Linkedin Ethical Hacking Evading Ids Firewalls And Honeypots Cracked Review

Firewalls use JA3/S signatures to identify malicious TLS handshakes. If your C2 traffic looks exactly like Google Chrome's TLS handshake, the NGFW passes it. The "cracked" technique involves randomizing cipher suites and TLS extensions to mimic legitimate browsers (using tools like curl --ciphers or custom Golang agents).

This is the "cracked" meta. If you can't beat the firewall, ride the traffic it allows. Since corporate firewalls rarely block port 53 (DNS) or 443 (HTTPS), ethical hackers use DNS tunneling (dnscat2) or ICMP tunneling (ptunnel) to establish command and control (C2) channels. Firewalls use JA3/S signatures to identify malicious TLS

The keyword "cracked" in this context does not refer to software piracy. On LinkedIn, when a penetration tester says they "cracked the engagement," they mean they defeated the layered defense architecture. They bypassed logical controls. Firewalls use JA3/S signatures to identify malicious TLS

Here are the top 5 evasion techniques currently being shared by industry veterans (redacted for safety, shared for education): Firewalls use JA3/S signatures to identify malicious TLS

Honeypots detect synthetic tools. A Metasploit Meterpreter stick out like a sore thumb. "Cracked" evasion means using native OS tools.
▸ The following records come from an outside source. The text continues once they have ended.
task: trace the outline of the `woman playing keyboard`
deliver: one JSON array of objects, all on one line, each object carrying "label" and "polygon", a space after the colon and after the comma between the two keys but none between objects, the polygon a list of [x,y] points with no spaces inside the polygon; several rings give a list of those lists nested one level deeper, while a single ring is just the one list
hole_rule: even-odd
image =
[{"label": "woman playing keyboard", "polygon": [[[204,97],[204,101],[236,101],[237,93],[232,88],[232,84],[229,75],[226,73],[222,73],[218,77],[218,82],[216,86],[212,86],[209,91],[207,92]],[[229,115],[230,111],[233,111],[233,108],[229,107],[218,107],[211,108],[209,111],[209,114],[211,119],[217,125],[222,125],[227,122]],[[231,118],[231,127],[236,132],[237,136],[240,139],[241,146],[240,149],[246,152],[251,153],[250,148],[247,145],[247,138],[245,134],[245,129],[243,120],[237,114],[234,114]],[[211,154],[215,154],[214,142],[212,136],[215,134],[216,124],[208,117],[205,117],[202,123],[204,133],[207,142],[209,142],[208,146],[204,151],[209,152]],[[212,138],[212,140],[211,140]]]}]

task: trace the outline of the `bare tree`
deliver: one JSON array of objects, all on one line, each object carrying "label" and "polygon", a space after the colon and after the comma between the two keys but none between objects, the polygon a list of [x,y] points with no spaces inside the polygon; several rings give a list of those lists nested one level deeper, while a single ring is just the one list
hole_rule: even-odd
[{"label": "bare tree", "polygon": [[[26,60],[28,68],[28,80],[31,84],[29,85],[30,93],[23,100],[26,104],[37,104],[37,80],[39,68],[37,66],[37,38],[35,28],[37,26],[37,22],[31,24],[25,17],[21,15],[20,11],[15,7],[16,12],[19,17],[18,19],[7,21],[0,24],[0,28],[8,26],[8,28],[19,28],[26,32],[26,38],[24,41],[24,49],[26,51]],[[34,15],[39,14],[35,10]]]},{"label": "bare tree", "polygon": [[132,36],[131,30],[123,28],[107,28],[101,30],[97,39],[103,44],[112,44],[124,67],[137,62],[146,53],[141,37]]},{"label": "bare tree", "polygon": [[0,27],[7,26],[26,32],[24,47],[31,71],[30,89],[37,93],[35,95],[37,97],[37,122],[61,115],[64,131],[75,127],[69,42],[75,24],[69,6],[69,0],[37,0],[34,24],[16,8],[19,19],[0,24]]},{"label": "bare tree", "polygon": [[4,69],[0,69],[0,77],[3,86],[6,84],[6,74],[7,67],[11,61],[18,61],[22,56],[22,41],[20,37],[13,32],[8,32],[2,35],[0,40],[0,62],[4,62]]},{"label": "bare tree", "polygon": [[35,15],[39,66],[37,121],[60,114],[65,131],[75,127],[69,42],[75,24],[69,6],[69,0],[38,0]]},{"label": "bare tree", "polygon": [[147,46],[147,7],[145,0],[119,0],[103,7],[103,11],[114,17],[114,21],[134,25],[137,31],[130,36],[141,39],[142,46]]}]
Before understanding evasion, one must understand the enemy (from a defensive perspective).

Ethical hackers, as discussed in countless LinkedIn "carousel" posts, don't fear these individually. They fear the combination. A firewall blocks your port scan; an IDS alerts on your Nmap -sS stealth scan; a honeypot logs your SSH brute-force attempt. Evasion is the art of making all three fail simultaneously.